Juliette Duquesne et les cosignataires de la Tribune y expliquent que « Nous pourrions tout à fait nourrir le monde, incluant l’Europe, avec ces pratiques agricoles. Plusieurs travaux scientifiques le prouvent, dont ceux de Gilles Billen. Pour y parvenir en Europe, il faudrait réduire notre consommation de viande de 50 % et manger local afin que chaque déchet serve de ressource ».
La preuve par l’exemple !
A Sablonceaux (Charente-Maritime), une exploitation de 255 hectares de maïs a été transformée, il y a vingt ans, en ferme de polyculture (élevage, céréales, légumineu- ses, agroforesterie...) qui ne requiert aucune irrigation. Résultat : la consommation an- nuelle d’eau d’une ville de 7000 habitants est économisée et un niveau de production similaire est maintenu.

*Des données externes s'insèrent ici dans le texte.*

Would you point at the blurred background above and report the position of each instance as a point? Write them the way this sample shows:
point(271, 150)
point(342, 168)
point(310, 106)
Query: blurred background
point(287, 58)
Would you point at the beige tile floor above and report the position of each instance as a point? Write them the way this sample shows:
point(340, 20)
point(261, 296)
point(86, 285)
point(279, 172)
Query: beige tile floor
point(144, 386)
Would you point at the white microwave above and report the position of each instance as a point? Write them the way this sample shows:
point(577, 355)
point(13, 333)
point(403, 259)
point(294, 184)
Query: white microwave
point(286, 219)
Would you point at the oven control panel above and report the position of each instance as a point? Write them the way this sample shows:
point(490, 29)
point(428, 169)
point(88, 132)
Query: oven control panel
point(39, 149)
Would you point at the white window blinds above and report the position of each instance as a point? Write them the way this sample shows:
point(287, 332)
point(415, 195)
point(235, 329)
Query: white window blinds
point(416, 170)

Les citoyen.ne.s doivent (aussi) faire leur part
Si le modèle agricole est un gros consommateur d’eau, nous, consommateurs et consommatrices, avons aussi un rôle primordial à jouer. En ayant conscience de la préciosité de l’eau et en adoptant des comportements responsables, nous pourrions diminuer notre consommation par deux. Et ce n’est pas rien !
Quelques pistes :
pour que les modèles agricoles vertueux deviennent dominants et trouvent des débouchés, nous pouvons végétaliser notre alimentation, favoriser les achats en circuits courts et directs (si possible aux producteurs et productrices), favoriser des produits peu transformés, accepter de consacrer un budget plus important - quand on le peut ! - à l’achat d’une nourriture saine, éthique, écologique.

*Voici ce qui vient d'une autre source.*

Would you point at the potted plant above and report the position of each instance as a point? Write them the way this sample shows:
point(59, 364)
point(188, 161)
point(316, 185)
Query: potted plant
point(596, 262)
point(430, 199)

Éviter le gaspillage en intégrant des mousseurs - qui économisent l’eau - à nos robinets ou des pommeaux de douche permettant d’économiser jusqu’à 75% de la consommation, en réduisant la durée de nos douches, en privilégiant la douche plutôt que le bain (50L vs.150L)
Faire la chasse aux fuites d’eau (un robinet qui fuit peut consommer jusqu’à 120L d’eau par jour, une chasse d’eau 600L = la consommation quotidienne d’une famille de quatre personnes).
Mettre une bouteille en plastique dans sa chasse d’eau (ça permet d’économiser 1,5L à chaque chasse).
Faire installer un récupérateur d’eau de pluie (quand c’est possible) dans son jardin. Une gouttière d’un toit de 100m2 peut permettre la collecte de 70 000 litres d’eau par an. Super économe… et gratuit !
Réaliser des travaux (pas très lourds) pour que les eaux domestiques usées (douche, évier, etc.) servent à alimenter, après filtrage, l’eau des toilettes… oui, jusqu’ici, on fait caca dans l’eau potable !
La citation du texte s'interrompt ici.